Мама говорила, как будто извинялась передо мной. А я с легким сердцем сказал:

– Ничего, пообедаем в другой раз, – и про себя подумал: «Только обеда мне сейчас не хватало». Я оглядывал себя в новой рубашке и представлял, как буду выглядеть в новых туфлях и суконных брюках, которые прислал Сережа. И еще я думал, что минут через десять увижу Инку.
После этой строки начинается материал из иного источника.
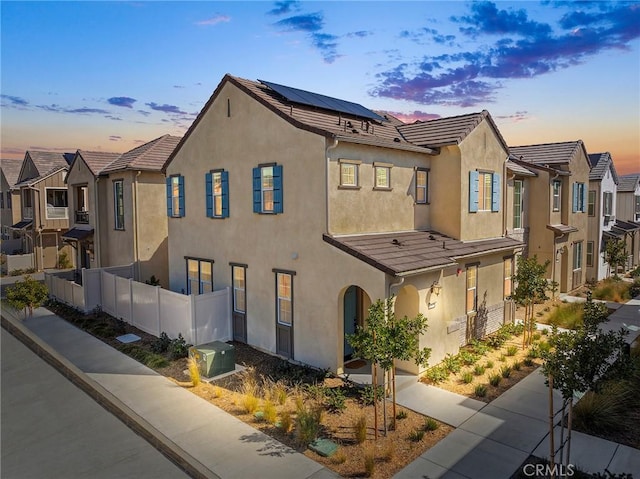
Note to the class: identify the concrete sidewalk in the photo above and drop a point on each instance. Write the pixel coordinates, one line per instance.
(493, 440)
(197, 436)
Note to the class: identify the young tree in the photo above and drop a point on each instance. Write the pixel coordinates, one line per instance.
(531, 286)
(385, 338)
(27, 294)
(615, 254)
(579, 359)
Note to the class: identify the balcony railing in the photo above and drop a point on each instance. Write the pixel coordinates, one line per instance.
(82, 217)
(57, 212)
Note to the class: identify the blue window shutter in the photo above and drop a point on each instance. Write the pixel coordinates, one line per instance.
(473, 191)
(495, 192)
(169, 202)
(225, 194)
(257, 191)
(208, 183)
(181, 195)
(277, 189)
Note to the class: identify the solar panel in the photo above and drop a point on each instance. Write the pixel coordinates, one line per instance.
(322, 101)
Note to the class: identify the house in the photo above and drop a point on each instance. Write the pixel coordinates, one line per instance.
(119, 203)
(558, 218)
(310, 208)
(44, 207)
(9, 203)
(601, 207)
(628, 215)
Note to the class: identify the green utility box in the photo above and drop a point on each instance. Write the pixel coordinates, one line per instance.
(214, 358)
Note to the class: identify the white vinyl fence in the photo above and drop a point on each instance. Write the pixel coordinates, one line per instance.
(199, 318)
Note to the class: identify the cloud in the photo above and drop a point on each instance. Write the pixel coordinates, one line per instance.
(283, 7)
(524, 48)
(166, 108)
(14, 100)
(412, 117)
(123, 101)
(215, 20)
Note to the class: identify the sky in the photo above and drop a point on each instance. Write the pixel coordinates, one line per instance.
(109, 76)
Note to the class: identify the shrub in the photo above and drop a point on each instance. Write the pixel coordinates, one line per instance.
(360, 429)
(437, 374)
(335, 400)
(308, 425)
(467, 377)
(430, 424)
(480, 390)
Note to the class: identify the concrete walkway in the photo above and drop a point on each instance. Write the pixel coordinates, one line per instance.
(493, 440)
(200, 438)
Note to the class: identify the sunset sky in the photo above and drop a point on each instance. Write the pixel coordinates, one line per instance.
(109, 76)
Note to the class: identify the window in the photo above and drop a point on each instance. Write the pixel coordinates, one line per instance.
(118, 204)
(56, 203)
(285, 298)
(217, 191)
(348, 174)
(508, 274)
(484, 191)
(175, 196)
(382, 176)
(199, 276)
(472, 287)
(608, 203)
(577, 255)
(557, 191)
(239, 293)
(422, 179)
(267, 189)
(590, 253)
(517, 204)
(591, 204)
(579, 198)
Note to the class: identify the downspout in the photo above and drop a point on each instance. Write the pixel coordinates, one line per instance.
(136, 253)
(327, 215)
(96, 240)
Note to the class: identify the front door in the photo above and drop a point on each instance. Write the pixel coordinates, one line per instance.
(350, 317)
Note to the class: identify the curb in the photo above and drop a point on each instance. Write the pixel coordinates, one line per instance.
(108, 401)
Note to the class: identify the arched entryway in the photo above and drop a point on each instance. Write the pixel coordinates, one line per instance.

Сейчас мне за сорок. У меня седые волосы и больное сердце. С моей болезнью люди не живут больше десяти лет. От меня это скрывают, но я все знаю. По ночам я слышу, как спотыкается сердце. Когда-нибудь, споткнувшись, оно остановится навсегда. Никто не может сказать, когда это случится: завтра, через год или через десять лет. Не стоит думать о неизбежном. Но когда подходишь к обрыву в черную пустоту, невольно оглядываешься назад. Кем я был? Эгоистом? Юнцом, не способным глубоко задуматься и чувствовать? Наверное, все это было. Я жил в городе, где много солнца над вечно изменчивой морской равниной. Рядом жили Инка и мои друзья. Я был уверен, что для меня уготованы все радости жизни: ради моего счастья мама отбывала ссылку, а Сережа убивал и был сам дважды ранен в гражданскую войну.

Я любил и часто повторял ленинские слова: коммунистом стать можно лишь тогда, когда обогатишь память всеми знаниями, которые выработало человечество. Я был в школе и везде, где учился потом, круглым отличником. И мне казалось, что этого вполне достаточно, что все остальное придет постепенно само собой, главное – быть отличником. Но теперь, наедине с собой, в долгие бессонные ночи, я понимаю, что знал очень мало. Я знал наизусть все ошибки Гегеля и Канта, не прочитав ни одного из них.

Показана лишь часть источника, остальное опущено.